Subject: Re: [ntp:hackers] Linux feature

On 15 Oct 2001, at 21:16, David L. Mills wrote:

> Guys,
>
> My Linux test box backroom.udel.edu has gone nuts. The clock frequency
> is pegged at 500 PPM and the offset swings wildly from peg to peg at 900
> s intervals. Sound familiar?
>
> I found a bit of apparently misguided sleaze that explains a lot. The
> initial conditions happened to be a time error of about 600 ms and a
> frequency error of 500 PPM (from the ntp.drift file). This triggers a
> clock transition to state 3 on the assumption the frequency error is
> very, very large (which it is). After the 900-s stepout threshold, the
> time is reset and the frequency recalulated. Ordinarily, this corrects
> the errors right away and good timekeeping continues eventually to state
> 4. However, the step correction requested is only partially implemented
> by the Linux kernel, so the frequency correction is in error. This makes

Can you elaborate on that? I think in standard Linux a running
adjtime() continues even after setting the time, and MOD_OFFSET and
adjtime() both use the same variable, so don't expect the other to
finish once you have used one of both. Is that the problem?

You could (to send me some flames) try a PPSkit patched kernel instead.
The latest offer (not officially released is for kernel 2.4.7). Works
at home for some weeks now...

> the problem worse and operation continues in simulate-pinball mode
> forever. Restarting the daemon with ntp.drift set to zero does not fix
> the problem.
>
> Additional evidence suggests the ntpdate program reports a step
> correction, but the step is not implemented immediately; in fact, it
> takes maybe twenty seconds to complete. I expect this is whey a wait

Odd, very odd! Can you track it down to a system call?

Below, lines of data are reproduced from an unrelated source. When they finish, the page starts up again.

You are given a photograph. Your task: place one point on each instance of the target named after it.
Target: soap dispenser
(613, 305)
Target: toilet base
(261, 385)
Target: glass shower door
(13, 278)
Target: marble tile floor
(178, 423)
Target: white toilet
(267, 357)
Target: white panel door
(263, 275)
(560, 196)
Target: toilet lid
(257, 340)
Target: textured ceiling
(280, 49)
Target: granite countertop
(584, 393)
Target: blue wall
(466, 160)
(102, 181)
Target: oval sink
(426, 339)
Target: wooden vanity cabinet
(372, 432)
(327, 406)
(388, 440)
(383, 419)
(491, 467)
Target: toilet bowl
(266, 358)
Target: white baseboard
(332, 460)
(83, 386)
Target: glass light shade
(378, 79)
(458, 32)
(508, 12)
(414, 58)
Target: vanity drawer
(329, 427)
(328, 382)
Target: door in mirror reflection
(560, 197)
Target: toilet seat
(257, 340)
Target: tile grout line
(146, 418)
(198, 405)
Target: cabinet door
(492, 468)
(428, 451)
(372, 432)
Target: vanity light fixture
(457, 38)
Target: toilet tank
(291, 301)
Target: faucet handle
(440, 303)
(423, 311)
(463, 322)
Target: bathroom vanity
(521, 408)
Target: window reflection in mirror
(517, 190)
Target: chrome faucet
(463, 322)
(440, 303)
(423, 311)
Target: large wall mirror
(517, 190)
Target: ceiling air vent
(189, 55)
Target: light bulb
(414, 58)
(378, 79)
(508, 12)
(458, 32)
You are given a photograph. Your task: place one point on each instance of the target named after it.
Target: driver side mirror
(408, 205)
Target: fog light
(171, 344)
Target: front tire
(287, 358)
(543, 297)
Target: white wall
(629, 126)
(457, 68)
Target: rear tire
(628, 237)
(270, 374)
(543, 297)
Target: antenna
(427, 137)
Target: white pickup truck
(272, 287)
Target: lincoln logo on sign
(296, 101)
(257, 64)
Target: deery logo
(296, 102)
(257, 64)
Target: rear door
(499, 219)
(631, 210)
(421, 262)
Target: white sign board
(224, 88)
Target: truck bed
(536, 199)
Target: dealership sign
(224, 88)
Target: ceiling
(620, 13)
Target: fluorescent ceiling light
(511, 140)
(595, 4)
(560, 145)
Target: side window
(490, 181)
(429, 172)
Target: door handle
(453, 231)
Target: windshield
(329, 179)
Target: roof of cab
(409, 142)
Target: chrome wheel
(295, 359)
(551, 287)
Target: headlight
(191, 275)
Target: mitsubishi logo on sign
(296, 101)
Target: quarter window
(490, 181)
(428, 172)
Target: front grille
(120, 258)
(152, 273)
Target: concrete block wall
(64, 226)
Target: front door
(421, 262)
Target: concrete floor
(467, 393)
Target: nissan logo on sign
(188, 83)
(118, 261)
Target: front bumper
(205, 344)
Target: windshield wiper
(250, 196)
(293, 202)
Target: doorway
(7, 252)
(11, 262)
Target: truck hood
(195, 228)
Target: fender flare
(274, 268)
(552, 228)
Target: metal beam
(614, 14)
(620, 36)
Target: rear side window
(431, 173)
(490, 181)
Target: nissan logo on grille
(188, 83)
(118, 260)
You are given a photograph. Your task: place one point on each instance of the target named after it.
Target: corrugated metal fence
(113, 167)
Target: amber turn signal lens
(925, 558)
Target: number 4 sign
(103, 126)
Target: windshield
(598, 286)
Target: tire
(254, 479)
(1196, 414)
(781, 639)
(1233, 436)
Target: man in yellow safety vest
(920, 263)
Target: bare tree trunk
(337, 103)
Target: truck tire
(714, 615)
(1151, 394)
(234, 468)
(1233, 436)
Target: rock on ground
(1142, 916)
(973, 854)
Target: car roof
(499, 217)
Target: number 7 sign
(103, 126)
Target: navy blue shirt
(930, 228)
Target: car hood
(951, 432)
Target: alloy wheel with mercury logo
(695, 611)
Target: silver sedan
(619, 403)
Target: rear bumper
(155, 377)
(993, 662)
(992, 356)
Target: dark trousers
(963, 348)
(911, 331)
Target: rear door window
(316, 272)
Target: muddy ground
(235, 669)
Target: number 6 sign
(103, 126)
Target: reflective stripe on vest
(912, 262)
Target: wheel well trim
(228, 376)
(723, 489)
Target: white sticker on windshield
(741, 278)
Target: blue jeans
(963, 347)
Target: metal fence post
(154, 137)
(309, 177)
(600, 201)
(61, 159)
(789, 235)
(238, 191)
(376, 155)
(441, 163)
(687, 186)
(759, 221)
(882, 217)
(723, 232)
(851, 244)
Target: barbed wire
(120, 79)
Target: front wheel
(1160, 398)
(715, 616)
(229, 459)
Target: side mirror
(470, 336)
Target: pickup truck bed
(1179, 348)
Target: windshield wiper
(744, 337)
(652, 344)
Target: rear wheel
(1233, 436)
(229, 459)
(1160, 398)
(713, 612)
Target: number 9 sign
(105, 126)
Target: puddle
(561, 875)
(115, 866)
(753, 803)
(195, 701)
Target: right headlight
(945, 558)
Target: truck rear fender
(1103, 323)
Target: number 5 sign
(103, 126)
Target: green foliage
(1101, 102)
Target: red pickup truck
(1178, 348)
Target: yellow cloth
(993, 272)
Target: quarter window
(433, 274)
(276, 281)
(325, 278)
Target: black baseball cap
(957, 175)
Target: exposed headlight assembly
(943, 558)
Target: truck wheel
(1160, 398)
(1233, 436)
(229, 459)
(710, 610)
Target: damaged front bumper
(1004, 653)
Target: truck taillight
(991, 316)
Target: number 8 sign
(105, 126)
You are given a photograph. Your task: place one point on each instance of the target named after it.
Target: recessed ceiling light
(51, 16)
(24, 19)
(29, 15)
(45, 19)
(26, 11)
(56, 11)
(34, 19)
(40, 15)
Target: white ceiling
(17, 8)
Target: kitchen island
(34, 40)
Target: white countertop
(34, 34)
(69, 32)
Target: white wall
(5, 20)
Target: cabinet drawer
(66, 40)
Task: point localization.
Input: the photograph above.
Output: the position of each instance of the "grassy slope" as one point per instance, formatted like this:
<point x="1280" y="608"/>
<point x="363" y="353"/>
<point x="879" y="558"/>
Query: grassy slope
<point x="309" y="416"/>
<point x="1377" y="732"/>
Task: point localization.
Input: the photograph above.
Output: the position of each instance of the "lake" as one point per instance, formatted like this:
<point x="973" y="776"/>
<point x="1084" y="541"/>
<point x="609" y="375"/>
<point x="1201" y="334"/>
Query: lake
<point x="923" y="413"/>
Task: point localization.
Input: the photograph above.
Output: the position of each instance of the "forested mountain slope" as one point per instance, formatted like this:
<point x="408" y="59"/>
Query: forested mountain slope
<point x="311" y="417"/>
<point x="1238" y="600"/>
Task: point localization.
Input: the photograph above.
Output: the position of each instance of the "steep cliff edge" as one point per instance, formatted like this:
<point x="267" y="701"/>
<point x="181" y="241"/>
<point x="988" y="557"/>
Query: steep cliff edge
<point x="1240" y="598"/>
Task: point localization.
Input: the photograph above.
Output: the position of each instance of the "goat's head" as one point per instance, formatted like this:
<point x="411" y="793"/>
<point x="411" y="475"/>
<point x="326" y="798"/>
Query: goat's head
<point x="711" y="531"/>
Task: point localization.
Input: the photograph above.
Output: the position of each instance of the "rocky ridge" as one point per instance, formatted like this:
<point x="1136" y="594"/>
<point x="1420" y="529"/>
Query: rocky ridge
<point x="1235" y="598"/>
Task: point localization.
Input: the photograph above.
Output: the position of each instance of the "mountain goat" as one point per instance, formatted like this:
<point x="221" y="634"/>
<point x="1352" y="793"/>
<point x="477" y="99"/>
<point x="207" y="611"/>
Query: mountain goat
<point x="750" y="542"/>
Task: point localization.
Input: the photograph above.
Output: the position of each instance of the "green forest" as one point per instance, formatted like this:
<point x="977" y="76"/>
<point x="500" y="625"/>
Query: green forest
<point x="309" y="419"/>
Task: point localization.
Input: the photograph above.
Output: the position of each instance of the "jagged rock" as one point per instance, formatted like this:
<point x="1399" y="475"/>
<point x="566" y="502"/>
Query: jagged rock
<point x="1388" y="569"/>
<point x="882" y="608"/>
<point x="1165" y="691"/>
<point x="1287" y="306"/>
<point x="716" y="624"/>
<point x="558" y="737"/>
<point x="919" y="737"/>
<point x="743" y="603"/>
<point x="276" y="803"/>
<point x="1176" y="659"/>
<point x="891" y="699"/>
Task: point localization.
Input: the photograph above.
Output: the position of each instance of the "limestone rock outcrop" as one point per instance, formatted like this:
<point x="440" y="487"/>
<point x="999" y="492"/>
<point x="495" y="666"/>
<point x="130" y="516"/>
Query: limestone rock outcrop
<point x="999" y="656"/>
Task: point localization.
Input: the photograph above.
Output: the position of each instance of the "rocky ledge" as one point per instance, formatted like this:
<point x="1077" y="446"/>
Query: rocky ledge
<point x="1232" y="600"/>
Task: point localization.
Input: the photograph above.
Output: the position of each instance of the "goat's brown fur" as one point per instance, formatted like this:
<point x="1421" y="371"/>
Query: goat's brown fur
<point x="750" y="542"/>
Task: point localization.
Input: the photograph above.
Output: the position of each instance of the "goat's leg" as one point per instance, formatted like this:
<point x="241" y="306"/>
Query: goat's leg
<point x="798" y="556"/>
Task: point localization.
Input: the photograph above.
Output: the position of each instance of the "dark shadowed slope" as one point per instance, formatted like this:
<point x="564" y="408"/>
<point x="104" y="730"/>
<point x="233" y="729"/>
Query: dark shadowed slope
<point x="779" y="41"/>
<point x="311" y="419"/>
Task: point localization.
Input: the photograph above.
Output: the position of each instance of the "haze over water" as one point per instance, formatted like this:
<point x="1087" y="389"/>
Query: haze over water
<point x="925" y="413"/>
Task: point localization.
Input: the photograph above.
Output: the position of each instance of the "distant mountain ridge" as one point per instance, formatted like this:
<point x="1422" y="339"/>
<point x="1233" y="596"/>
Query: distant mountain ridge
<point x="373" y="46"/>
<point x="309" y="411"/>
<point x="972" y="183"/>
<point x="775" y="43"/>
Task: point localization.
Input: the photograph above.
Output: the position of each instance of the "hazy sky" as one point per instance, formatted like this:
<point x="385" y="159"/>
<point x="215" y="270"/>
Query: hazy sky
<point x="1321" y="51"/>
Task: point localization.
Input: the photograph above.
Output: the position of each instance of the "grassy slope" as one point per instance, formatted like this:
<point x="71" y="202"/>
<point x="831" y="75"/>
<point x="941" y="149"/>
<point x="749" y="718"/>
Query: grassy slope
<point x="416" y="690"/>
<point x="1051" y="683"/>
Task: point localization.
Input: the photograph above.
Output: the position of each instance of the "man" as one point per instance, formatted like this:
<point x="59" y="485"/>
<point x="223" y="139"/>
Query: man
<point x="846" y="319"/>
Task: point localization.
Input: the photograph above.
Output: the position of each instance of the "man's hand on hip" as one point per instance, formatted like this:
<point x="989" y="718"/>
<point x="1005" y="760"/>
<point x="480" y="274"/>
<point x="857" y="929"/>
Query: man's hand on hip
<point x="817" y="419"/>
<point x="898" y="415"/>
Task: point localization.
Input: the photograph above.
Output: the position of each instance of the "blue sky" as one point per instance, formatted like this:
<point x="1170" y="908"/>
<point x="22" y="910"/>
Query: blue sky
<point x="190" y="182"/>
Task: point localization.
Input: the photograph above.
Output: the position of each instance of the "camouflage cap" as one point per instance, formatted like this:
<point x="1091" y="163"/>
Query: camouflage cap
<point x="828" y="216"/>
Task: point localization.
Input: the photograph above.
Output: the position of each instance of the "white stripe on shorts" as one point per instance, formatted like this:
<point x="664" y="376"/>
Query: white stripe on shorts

> interval is implemented in some startup scripts. Note the ntpdate
> documentation (not written by me):
>
> -B
> Force the time to always be slewed using the adjtime() system call,
> even if the measured offset is greater than +-128 ms. The default is to
> step the time using settimeofday() if the offset is greater than +-128
> ms. Note that, if the offset is much greater than +-128 ms in this case,
> that it can take a long time (hours) to slew the clock to the correct
> value. During this time. the host should not be used to synchronize
> clients.

That's how adjtime() works.

>
> -b
> Force the time to be stepped using the settimeofday() system call,
> rather than slewed (default) using the adjtime() system call. This
> option should be used when called from a startup file at boot time.
>
> One would assume the time is always reset above 128 ms, unless the -B
> option is set, and always slewed below 128 ms, unless the -b option is
> set. This confirms the Linux kernel responds to a step request
> (settimeofday()) by slewing the clock anyway.

I don't believe that, but I believe that adjtime() simply continues
after a settimeofday(). Of course I've fixed that in my patches a long
time ago.

>
> The Linux behavor is broken to the max and directly responsible for the
> above scenario. In other words, should some transient kick the clock
> time and/or frequency in a significant way, ntpd will become unstable
> and degenerate to pinball mode. This will also cause ntpd to break in
> ntpdate mode. I expect this problem is the origin of many reports about
> Linux time stability. One more example where Linux refuses to conform to
> conventional semantics. Game over.

Honestly, Dave, your sample kernel code completely leaves out the topic
of adjtime() vs. settimeofday(). One has to guess with some sound
reasoning what's probably the best to do.

>
> Dave

Ulrich

P.S. BCC'd to linux-kernel, so maybe some new people will respond.